Why can’t the volume of gas become zero as its temperature decreases?
Volume of gas will never become zero. Let’s use the following model to explain.
As the temperature of gas decreases it gets to a setting point where the gas turns into a liquid. Once the gas turns into a liquid, its volume change becomes so-so small that we can ignore. From the graph, you can see a leveling off of the volume at this point. As the temperature continues to decrease, the gas can turn into solid. From the graph, the volume of gas can never become zero. As you can see, it turns into a liquid at a volume value higher than zero. However, if we extend the original line (dotted part of line) to the temperature axis, you will notice that it crosses the temperature axis at -273.15 °C. If the gas had not turned into a liquid, the -273.15 °C will be the temperature the gas volume will become zero.
However, in real life, gas is matter and matter occupies space (volume), therefore, volume of gas can never become zero. But we can say that the temperature at -273.15 °C is the lowest temperature that can exist.
Can we design a temperature scale based on the lowest temperature possible?
Yes, we can. This scale which was designed by Lord Kelvin is called the absolute temperature scale. Its unit is the kelvins (K). Let’s use the following graph to explain.
On the kelvins scale, the temperature starts at absolute zero, which is -273.15 °C on the Celsius scale. This absolute zero or sometimes called zero kelvins is written as 0 K.
Therefore, we can write this relationship between the two units as;
0 K = -273.15 °C
Since the Kelvins scale starts at 273.15 degrees below the Celsius scale, we can write that
°C + 273 = K. This just means that to convert temperature from degree Celsius to Kelvins, we must add 273 to the temperature value measured in °C.
For example, to convert 40 °C to Kelvins, we must add 273 (rounded) to it.
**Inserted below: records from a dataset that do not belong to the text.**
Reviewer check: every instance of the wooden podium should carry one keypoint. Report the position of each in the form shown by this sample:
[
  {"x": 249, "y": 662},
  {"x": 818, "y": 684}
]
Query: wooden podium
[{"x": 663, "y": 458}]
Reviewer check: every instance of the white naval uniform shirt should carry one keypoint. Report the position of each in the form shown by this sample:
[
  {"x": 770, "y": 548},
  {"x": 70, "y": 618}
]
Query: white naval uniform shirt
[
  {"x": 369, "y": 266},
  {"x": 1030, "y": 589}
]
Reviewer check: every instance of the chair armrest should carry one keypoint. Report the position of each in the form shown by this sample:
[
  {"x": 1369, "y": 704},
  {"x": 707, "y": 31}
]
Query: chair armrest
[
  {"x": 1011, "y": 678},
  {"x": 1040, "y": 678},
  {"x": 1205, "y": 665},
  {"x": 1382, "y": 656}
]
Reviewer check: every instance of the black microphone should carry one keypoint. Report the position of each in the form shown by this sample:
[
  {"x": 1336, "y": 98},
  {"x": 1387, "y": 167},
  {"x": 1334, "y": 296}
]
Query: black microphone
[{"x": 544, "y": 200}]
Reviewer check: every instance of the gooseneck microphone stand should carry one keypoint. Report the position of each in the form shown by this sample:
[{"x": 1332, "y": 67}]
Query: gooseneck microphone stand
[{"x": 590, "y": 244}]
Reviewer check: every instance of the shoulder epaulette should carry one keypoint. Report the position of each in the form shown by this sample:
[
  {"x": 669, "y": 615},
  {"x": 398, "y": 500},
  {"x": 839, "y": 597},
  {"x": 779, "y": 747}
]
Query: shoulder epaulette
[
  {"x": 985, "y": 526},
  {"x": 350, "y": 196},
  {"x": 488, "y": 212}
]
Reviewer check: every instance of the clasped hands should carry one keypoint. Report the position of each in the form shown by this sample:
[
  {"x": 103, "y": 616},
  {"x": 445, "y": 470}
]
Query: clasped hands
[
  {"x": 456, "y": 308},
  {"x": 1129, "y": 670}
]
Thus, 40 °C + 273 = 313 K.
Notice that on the kelvin scale, we have moved the volume axis (vertical axis) to 273.15°C. Because we have done this, we can clearly see that the volume of the gas is directly proportional to the absolute temperature (T) of the gas. So as the temperature becomes zero the volume of gas becomes zero too. However, on the Celsius scale this is not the case. Thus, when the temperature becomes zero, the volume of gas does not equal zero.
Therefore, we are more correct when we say that the volume (T) of a gas is directly proportional to the absolute temperature (T) of the gas. This is the core reason we must convert temperature to kelvins when solving gas law problems.